Documentation

Documentation is about keeping/sharing information in any form that is not executable to help collaborators understand the software. I would argue that code can be self documenting and documentation is unnecessary, but that's a topic for another day. The following are the forms of documentation, ranked from best to worst.


  • Filename/Directory structure is equivalent to good class/method/variable name but often ignored, especially in heavily collaborative repo.

  • Diagram is great at illustrating complex system. And since it restricts the amount of text allowed, only the critical information are preserved, thus is less likely to be stale since it doesn't carry all the implementation details. It is for sure time consuming (expensive) to make good diagram, but the benefit/cost ratio is pretty good.
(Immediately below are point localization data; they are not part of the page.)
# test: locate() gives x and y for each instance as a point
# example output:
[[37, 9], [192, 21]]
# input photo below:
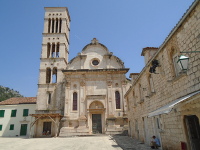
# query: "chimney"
[[148, 53]]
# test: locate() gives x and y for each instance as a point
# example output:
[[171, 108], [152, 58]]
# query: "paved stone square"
[[101, 142]]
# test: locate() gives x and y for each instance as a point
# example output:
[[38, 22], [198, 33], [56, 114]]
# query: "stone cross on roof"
[[94, 41]]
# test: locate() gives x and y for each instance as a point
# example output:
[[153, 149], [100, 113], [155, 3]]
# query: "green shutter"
[[2, 113], [13, 113], [12, 127], [25, 112]]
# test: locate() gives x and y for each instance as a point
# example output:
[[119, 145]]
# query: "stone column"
[[123, 92], [82, 100], [51, 45], [110, 103], [65, 119]]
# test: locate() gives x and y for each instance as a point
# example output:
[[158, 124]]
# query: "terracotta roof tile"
[[19, 100], [148, 48]]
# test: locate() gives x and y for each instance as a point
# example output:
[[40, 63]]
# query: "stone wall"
[[168, 86]]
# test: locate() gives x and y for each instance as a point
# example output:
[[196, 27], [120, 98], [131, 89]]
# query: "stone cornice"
[[120, 70], [56, 34], [52, 59]]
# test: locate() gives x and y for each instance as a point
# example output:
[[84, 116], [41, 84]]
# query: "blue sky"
[[123, 26]]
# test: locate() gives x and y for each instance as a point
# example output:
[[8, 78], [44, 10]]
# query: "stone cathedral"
[[84, 95]]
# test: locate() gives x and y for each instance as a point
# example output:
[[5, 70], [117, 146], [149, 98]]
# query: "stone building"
[[81, 96], [14, 116], [164, 100]]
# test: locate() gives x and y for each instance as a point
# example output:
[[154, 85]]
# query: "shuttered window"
[[74, 101], [2, 113], [117, 99], [25, 112], [12, 127], [13, 113]]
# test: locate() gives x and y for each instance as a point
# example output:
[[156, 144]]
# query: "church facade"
[[82, 96]]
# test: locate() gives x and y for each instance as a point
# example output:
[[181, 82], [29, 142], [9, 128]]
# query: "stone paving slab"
[[100, 142], [127, 143]]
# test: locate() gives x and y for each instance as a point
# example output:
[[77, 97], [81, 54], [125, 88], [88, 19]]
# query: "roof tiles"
[[19, 100]]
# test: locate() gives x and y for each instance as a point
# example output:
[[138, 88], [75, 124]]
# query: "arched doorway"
[[96, 117]]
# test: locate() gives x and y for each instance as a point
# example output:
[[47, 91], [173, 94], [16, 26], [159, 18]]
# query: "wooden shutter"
[[25, 112], [117, 98], [13, 113], [12, 127], [74, 101], [2, 113]]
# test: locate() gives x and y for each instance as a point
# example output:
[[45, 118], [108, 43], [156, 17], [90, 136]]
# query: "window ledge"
[[141, 101], [151, 94], [118, 109], [181, 74], [74, 111]]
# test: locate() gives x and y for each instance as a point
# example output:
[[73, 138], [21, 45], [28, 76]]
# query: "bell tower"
[[54, 58]]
I had a great experience creating a diagram for a data pipeline using UML.

  • Design doc is great at communicating design specs and easy for modern SEO, or to correct/update.
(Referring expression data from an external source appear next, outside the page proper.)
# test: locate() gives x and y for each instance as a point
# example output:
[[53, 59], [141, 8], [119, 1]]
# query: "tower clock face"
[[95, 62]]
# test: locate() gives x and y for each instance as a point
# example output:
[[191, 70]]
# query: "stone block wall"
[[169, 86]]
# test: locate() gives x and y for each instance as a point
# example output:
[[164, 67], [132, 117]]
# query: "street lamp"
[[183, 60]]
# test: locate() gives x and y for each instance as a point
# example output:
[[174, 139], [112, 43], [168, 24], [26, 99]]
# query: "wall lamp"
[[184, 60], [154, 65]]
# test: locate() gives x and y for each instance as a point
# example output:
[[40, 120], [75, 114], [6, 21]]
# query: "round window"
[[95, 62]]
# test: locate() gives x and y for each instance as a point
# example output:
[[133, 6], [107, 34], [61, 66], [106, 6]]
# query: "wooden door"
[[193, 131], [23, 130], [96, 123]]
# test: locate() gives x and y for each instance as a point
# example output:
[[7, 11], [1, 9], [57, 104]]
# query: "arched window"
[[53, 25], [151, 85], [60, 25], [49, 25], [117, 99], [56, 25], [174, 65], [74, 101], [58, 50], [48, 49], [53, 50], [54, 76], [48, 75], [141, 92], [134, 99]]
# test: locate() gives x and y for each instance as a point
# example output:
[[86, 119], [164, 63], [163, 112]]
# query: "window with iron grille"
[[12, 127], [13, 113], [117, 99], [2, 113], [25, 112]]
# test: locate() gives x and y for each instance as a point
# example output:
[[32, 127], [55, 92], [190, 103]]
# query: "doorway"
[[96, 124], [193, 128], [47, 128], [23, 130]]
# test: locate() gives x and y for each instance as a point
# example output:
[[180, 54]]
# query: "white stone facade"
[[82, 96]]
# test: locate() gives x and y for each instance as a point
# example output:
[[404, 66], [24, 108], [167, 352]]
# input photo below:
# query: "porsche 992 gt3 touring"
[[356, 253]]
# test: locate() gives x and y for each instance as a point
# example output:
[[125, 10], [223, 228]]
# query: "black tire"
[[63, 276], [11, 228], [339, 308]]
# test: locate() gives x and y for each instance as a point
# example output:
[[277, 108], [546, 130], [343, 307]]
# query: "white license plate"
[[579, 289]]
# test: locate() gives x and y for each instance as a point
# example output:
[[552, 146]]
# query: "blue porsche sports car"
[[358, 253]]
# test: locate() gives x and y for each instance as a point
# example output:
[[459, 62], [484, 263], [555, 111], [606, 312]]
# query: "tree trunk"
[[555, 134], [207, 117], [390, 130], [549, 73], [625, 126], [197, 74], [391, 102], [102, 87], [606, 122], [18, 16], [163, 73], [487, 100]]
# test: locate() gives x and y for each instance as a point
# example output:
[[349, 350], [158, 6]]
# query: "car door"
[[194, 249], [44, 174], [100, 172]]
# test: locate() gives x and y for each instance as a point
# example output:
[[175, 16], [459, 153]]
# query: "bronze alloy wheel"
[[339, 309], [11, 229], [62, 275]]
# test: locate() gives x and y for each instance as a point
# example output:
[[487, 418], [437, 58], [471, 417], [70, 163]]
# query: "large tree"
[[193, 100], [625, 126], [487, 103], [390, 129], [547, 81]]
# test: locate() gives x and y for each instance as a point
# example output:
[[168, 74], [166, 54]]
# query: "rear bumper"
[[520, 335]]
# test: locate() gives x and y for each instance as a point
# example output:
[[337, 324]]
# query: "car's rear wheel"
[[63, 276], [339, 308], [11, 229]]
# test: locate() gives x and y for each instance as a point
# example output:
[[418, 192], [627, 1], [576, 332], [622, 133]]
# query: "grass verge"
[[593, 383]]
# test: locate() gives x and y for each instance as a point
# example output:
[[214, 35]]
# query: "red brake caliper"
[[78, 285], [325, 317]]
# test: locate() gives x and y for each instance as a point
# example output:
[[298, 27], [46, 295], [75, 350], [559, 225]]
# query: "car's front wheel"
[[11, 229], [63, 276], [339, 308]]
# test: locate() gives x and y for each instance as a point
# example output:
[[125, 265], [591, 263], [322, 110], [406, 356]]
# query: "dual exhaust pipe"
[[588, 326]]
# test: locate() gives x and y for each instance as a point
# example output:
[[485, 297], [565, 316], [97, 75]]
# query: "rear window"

  • Meeting is usually what engineers hate. I personally like meeting (since I don't really have too many), because it is interactive and always up to date, and I can learn exactly what I need to learn in less time than using google/SE. The problem of meeting is that it is expensive and ephemeral, a meeting with 10 engineer involved is costing $1000/hr. So I think there should be a function that limits the duration of meeting based on the number of participants.
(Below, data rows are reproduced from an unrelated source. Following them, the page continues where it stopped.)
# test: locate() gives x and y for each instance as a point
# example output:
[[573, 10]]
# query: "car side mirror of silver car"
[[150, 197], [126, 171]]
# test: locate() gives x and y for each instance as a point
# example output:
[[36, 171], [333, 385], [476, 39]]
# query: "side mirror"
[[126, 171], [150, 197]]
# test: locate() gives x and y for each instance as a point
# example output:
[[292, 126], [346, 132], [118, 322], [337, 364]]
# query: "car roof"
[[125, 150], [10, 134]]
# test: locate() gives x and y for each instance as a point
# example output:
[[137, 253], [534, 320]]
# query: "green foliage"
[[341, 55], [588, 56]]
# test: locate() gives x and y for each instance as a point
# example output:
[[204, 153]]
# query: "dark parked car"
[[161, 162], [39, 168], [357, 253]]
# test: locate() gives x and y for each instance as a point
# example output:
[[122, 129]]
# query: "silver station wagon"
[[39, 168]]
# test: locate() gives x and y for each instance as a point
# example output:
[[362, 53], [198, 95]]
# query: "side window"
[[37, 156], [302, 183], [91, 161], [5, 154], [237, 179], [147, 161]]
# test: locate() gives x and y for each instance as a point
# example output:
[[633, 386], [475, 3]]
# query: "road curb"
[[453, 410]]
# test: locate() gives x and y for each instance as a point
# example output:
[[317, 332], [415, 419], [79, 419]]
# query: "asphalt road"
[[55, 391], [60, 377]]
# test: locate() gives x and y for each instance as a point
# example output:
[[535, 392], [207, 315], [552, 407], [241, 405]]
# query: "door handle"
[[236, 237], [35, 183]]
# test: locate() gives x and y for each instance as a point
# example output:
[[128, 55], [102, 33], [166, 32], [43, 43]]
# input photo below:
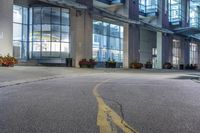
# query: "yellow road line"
[[108, 119]]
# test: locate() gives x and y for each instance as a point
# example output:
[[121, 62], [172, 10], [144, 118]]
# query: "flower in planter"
[[136, 65], [111, 63], [84, 63], [167, 65], [8, 60]]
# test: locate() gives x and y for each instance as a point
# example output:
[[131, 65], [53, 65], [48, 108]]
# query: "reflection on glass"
[[20, 31], [52, 32], [107, 41]]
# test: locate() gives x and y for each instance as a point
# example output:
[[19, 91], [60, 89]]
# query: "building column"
[[81, 33], [164, 50], [134, 32], [198, 55], [186, 52], [6, 27], [126, 47], [185, 11]]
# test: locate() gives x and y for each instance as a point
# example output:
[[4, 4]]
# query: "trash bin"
[[68, 62], [181, 67]]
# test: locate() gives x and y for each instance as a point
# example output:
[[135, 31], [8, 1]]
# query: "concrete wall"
[[147, 42], [6, 27]]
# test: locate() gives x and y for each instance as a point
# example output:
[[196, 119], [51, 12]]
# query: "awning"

  • Video recording is relatively cheap and long-lasting, but it is bad. It is almost impossible to edit if information is stale and can't be used with SE, making information retrieval long and inefficient.

  • Comment is the worst enemy of software development IMO. It gives people an excuse to write bad code, messes with code search, and leads to a rabbit hole that makes life miserable (at which point cost is irrelevant). We don't code in binary anymore, don't write comment.